纪遇虽然睡不着,但体力确实已经透支,靠着墙壁滑坐到地上,“我怀疑是林瑾。”
江存鑫也坐下来,这是临时搭建的,设施肯定不完善,这时候也没什么好挑剔的。
“他有那个胆子吗?”
纪遇跟他简单讲了一个月前那晚的事,“他姓林,姓林的应该没一个希望他好。”
“那这也太狠了!”
“当然,这只是我的猜测。”
江存鑫有点为难,抬头看了眼病房里头昏迷的方知友,又看向纪遇说道,“其实也不见得,方方,哎,方方可能有时想不开,他……”
“那你到底要说什么?”
“你知道你刚消失那段时间,方方出事了吗?”
“嗯,他说出车祸了,后来余笙安跟我过他的腿受了很严重的伤,好不容易才能站起来。
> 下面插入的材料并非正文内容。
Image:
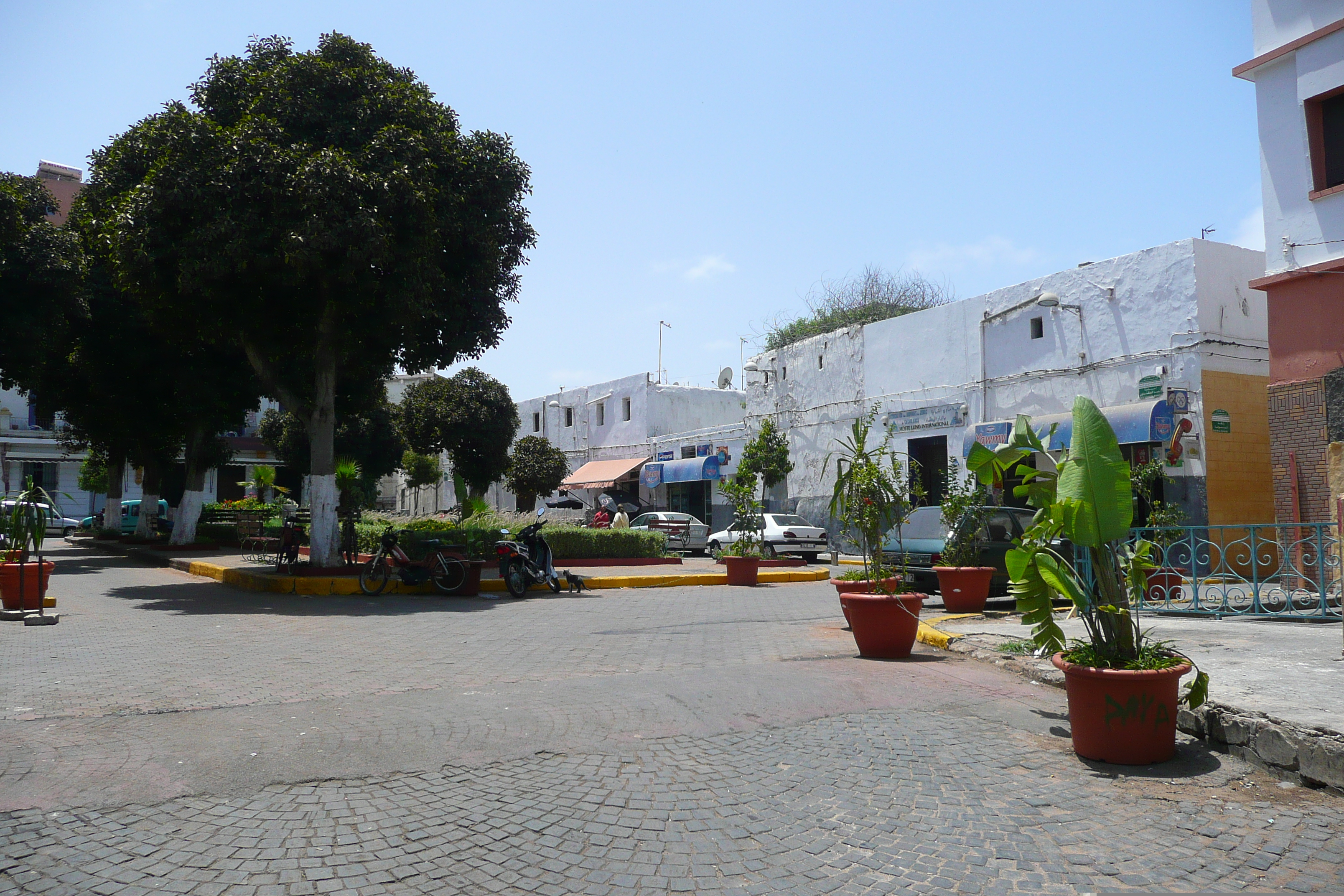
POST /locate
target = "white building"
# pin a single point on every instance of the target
(612, 430)
(1124, 332)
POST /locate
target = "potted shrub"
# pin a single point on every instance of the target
(742, 559)
(1164, 581)
(25, 524)
(964, 586)
(871, 496)
(1123, 687)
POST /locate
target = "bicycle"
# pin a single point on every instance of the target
(447, 570)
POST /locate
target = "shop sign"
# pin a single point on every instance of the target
(939, 417)
(994, 434)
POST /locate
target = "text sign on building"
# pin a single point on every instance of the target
(1150, 387)
(939, 417)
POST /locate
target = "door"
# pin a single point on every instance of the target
(931, 457)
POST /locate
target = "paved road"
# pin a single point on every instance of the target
(173, 735)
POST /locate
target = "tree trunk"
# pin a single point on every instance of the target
(188, 511)
(148, 501)
(116, 476)
(324, 539)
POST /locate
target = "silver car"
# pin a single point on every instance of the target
(685, 532)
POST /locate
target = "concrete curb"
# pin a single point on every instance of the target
(331, 586)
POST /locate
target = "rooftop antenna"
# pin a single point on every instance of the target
(662, 372)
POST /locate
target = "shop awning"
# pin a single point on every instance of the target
(1133, 424)
(601, 475)
(692, 469)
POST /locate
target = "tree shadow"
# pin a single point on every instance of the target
(210, 598)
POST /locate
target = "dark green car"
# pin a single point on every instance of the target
(922, 539)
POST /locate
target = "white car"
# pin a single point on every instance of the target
(785, 534)
(57, 524)
(685, 531)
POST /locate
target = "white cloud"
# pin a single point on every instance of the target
(1250, 232)
(710, 267)
(991, 250)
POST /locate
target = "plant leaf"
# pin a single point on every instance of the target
(1096, 480)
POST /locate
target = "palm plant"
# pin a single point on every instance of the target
(1088, 501)
(873, 495)
(264, 483)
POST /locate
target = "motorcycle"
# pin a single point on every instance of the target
(527, 559)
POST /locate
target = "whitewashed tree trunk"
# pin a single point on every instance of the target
(324, 539)
(112, 512)
(188, 514)
(148, 512)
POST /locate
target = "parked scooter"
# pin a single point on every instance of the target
(527, 559)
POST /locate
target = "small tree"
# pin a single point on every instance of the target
(534, 468)
(469, 415)
(766, 456)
”
江存鑫拍拍他,“其实,是方方自己从楼上跳下去的。”
纪遇惊恐地抓住他的手臂,“怎么会?为什么!到底怎么回事?”纪遇忽然想起余笙安对他提到的方知友的心问题。
“方方的母亲,你应该听说过,她精神状态不好,一直住在疗养院,是很严重的躁郁症,所以会有自毁倾向。”
纪遇越听越害怕,感觉大脑都开始有点麻痹。